Los peligros mayores

Los peligros mayores. Juan Ramon Martínez

Muchos respiran tranquilos porque terminó la temporada de huracanes. No son pocos los golosos que aprovechan para consolidar sus intereses, y darle mayor firmeza a un modelo de concentración del poder, cuya mayor “virtud”, es su capacidad para fortalecer el autoritarismo. Pocos han leído a Orwell y no conocen la “Rebelión en la Granja” y menos “1984”, donde se anticipa el desarrollo cancerígeno del totalitarismo. Y, son menos los políticos que, participando en la política, la diferencian como actividad de servicio, del simple espectáculo, en donde ellos son “estrellas” que juegan en un “estadio”; y no se sienten representantes de la voluntad e intereses populares. Con una memoria infantil, poco entienden los peligros de la desfiguración de la democracia, la privatización de los partidos, la pobreza creciente y la negación de la soberanía popular, para dirigir sus propios destinos.

Por ello, no se dan cuenta que, desde la generación de Villeda Morales, Óscar Flores, Andrés Alvarado Puerto y Modesto Rodas Alvarado, ninguna otra ha efectuado auténticas reformas políticas, culturales y económicas. Fuera de las reformas del Código Penal y del Código de Procedimientos Penales, hemos involucionado. Lo que ha consolidado al caudillismo “cariísta”, la dependencia, el familismo y la falsa superioridad imperial del gobierno. Que engaña, compra y disimula para lograr sus fines, abandonando sus obligaciones con el bien común.

En vez de avanzar hacia la soberanía popular, lo que hemos hecho –porque los que no han sido autores, hemos sido cómplices– es crear otra vez, una trama en la que, las personas se han reducido a números; y, como en los cincuenta del siglo pasado que, se compraban votos con un nacatamal y un octavo de guaro, ahora tenemos un clientelismo mayor, en el que compran más votos, quienes tienen más accesos a los bienes públicos. No solo quieren meter a todo el mundo a la cárcel como fórmula de engaño, para que nos descuidemos de la salud del sistema democrático. Algunos ejemplos valen la pena, no para creer que con artículos o con poemas, cambiaremos la fuerza y dirección del autoritarismo, sino en esperanza que, alguna nueva generación, como la de Villeda Morales, cambie el rumbo que seguimos. Y que, el pueblo descubra que, algo malo se cuece en contra de sus intereses, sin saber quiénes son sus enemigos. Porque los electores han perdido el derecho a determinar cuáles son sus intereses y la forma de defenderlos.

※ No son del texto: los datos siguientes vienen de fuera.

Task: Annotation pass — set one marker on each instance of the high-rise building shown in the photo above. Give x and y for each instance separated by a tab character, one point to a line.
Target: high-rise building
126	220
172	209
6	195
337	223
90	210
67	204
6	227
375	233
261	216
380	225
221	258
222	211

El primer ejemplo, es la Ley Electoral. Al compararla con las del pasado, se nota que, en vez de consolidarse el poder del ciudadano, la autoridad del municipio y el liderazgo departamental, consolida a los dueños de los partidos, por medio de los movimientos internos. Inconstitucionales y antidemocráticos, escogen de dedo a los candidatos. El voto entonces, con una autoridad electoral, política, en donde triplicamos costos, porque no confían entre ellos, representa a los dueños de los partidos e instrumentaliza a las personas.

Los votos, no se cuentan en las mesas electorales; ni se suman en los municipios y en los departamentos, sino que, en Tegucigalpa, en donde los políticos se reparten los cargos, intercambiando diputaciones, como es de conocimiento general. Los movimientos internos, aberraciones legales, sirven para que los dueños de los partidos controlen a los candidatos. Sin pensar en figuras escogidas por el pueblo, sino en estrellas de fútbol, mujeres bonitas o simples figuras, infladas por los medios de comunicación social.

El segundo ejemplo es la tendencia de grupos a retener el poder que han llegado a ocupar. No lo quieren soltar. En el Partido Nacional, el “orlandismo” busca al más inocente para, como Carías con Gálvez, seguir gobernando tras bambalinas. En Libre, tradicional como los otros, los miembros de la familia Zelaya Castro, son los que imponen los candidatos, porque los movimientos, son comparsas de un propietario de una hacienda que, nombra los capataces, ordeñadores, los jinetes y los marcadores de las reses. Solo en el Partido Liberal, hay una limitada competencia, aunque la mosca en la leche, sea Luis Zelaya que, quiere construir allí, una hacienda particular, sin contar con los verdaderos dueños de ese partido.

Estoy desilusionado. No lo niego. Tengo dudas sobre el futuro. Y poca fe en la capacidad de los políticos para, imaginarse obedientes representantes populares. Siento, en fin, que caminamos hacia el precipicio. Como sonámbulos.